From Albion and Chernyakhov in the west, through Illyria and Lusatia, the Ancient East and Cathay, to the Isles of the Crimson Dawn at the eastern reaches of the known world, there were stories of demonic hounds, ebon in color, that stalked the night hours. There was something about canine imagery, particularly in that dark shade, that acted on the human mind and caused devils and ghosts to take that shape, to say nothing of actual fae creatures and other supernatural hounds.

One of the most common and persistent stories was that of the barghest, a demon hound that stalked the lonely moors. It was said that to hear the barghest's howl was an omen of death, though the stories differed in whom that fate would fall upon.
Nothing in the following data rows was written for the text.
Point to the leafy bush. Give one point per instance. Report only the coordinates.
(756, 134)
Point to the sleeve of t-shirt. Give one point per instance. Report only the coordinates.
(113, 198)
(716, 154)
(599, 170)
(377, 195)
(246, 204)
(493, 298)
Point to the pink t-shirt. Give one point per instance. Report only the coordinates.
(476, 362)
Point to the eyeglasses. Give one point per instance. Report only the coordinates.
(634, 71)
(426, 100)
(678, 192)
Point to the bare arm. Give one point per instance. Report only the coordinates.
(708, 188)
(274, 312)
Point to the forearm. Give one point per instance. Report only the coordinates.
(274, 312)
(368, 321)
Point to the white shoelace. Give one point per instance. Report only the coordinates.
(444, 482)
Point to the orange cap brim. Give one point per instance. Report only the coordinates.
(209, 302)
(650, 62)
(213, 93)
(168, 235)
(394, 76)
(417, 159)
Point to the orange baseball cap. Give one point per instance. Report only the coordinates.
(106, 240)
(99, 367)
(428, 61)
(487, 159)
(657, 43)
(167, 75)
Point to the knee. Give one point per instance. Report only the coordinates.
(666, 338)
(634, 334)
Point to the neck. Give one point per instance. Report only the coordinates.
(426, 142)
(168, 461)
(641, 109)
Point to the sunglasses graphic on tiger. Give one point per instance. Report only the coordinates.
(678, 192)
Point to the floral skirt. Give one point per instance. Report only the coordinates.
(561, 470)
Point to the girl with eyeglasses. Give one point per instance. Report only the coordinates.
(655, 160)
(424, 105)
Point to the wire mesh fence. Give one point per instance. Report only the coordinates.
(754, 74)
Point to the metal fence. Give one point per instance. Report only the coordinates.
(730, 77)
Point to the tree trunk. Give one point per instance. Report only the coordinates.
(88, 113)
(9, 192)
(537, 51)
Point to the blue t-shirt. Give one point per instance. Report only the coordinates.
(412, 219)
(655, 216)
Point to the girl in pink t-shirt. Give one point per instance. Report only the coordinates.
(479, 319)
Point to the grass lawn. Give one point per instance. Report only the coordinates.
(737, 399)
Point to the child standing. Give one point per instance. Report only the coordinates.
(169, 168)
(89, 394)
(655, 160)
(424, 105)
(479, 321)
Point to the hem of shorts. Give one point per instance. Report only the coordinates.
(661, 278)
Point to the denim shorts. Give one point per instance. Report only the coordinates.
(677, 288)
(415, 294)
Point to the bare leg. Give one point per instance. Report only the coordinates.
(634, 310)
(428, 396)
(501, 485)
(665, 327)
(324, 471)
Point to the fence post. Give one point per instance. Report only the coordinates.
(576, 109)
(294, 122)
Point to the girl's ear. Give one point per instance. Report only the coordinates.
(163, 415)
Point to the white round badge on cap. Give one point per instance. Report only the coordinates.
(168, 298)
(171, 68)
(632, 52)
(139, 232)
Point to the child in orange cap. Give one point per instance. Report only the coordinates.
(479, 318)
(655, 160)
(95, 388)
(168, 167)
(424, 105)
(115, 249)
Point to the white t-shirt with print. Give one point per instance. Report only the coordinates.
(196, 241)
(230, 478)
Cressidor Blan-Virgine could easily see how such stories could have started. The howl of the barghest was a mournful note, a dull yet soaring sound that echoed against the sky with a sobbing lament. It seemed to carry not only the actual pain of death, the fearful end and the fall into a darkness no human could truly know, but beyond that all the grief, all the pain of the living left behind in this vale of tears, to know that the Reaper's scythe had inevitably carried the fallen one away and they would left without their presence.

It was nothing less than a portent, she thought, a foretelling of inevitable and bitter death.

Which was why the ten-year-old girl shoved open the glass doors and marched into the garden.

"Shuck!" she snapped, Very Not Amused. "Stop that howling right now; you'll annoy the neighbors."

Cressidor's dog, six hundred pounds of slightly overfed barghest, looked back at her, then growled up into the branches of a spreading oak tree.

Cressidor sighed.

"I told you, Shuck; you're not allowed to threaten the squirrels!"

He looked back at her and gave a sad little whimper.

"I don't care if they throw acorns at you. You started it by chasing them. Besides," she added her final, crushing argument, "you know that Mother thinks they're cute."

Which at the least was thematically appropriate. Invoking Amoretta Virgine's name meant that the deathly omen of the Black Dog's howl had been negated by the intervention of an actual angel.